THE THEORY OF COMPENSATION AS REGARDS THE WORKPEOPLE DISPLACED BY MACHINERY

James Mill, MacCulloch, Torrens, Senior, John Stuart Mill, and a whole series besides, of bourgeois political economists, insist that all machinery that displaces workmen, simultaneously and necessarily sets free an amount of capital adequate to employ the same identical workmen. [132] Suppose a capitalist to employ 100 workmen, at £30 a year each, in a carpet factory. The variable capital annually laid out amounts, therefore, to £3,000. Suppose, also, that he discharges 50 of his workmen, and employs the remaining 50 with machinery that costs him £1,500. To simplify matters, we take no account of buildings, coal, &c. Further suppose that the raw material annually consumed costs £3,000, both before and after the change. [133] Is any capital set free by this metamorphosis? Before the change, the total sum of £6,000 consisted half of constant, and half of variable capital. After the change it consists of £4,500 constant ( £3,000 raw material and £1,500 machinery), and £1,500 variable capital. The variable capital, instead of being one half, is only one quarter, of the total capital. Instead of being set free, a part of the capital is here locked up in such a way as to cease to be exchanged against labour-power: variable has been changed into constant capital.
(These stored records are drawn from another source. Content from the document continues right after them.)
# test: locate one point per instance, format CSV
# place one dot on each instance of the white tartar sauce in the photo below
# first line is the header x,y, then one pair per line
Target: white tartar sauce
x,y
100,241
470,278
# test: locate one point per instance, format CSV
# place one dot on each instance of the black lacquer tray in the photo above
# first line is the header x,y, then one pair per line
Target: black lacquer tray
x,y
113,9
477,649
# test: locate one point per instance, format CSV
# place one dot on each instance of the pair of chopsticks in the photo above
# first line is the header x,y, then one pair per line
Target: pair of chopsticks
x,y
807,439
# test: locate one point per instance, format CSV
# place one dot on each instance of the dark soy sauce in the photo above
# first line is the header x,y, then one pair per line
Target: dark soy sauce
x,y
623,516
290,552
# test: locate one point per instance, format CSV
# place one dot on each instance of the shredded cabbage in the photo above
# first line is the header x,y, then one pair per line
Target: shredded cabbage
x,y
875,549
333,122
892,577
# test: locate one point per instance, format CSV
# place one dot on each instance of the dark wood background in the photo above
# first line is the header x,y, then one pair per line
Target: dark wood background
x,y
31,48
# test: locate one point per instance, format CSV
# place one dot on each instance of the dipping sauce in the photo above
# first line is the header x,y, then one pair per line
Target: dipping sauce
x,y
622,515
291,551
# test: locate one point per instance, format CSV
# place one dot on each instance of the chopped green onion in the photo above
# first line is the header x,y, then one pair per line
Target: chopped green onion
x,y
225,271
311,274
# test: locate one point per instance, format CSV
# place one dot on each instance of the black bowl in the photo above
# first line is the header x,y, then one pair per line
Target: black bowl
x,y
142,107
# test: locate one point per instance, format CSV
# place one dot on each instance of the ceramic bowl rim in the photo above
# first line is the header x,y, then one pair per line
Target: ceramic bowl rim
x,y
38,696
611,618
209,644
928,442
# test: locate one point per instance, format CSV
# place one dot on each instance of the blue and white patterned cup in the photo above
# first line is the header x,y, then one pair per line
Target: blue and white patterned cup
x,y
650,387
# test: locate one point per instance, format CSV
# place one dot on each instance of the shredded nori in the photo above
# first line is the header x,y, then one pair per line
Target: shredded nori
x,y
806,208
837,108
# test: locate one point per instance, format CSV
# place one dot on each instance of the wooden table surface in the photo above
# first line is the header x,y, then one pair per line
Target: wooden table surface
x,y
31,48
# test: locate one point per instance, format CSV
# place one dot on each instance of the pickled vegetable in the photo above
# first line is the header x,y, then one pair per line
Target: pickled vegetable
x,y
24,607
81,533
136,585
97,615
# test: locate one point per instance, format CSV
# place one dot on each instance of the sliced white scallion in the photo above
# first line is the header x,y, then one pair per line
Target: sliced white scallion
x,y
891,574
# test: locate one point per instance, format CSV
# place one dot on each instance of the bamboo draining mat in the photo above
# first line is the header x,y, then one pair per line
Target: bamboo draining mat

Other things remaining unchanged, the capital of £6,000, can, in future, employ no more than 50 men. With each improvement in the machinery, it will employ fewer. If the newly introduced machinery had cost less than did the labour-power and implements displaced by it, if, for instance, instead of costing £1,500, it had cost only £1,000, a variable capital of £1,000 would have been converted into constant capital, and locked up; and a capital of £500 would have been set free. The latter sum, supposing wages unchanged, would form a fund sufficient to employ about 16 out of the 50 men discharged; nay, less than 16, for, in order to be employed as capital, a part of this £500 must now become constant capital, thus leaving only the remainder to be laid out in labour-power.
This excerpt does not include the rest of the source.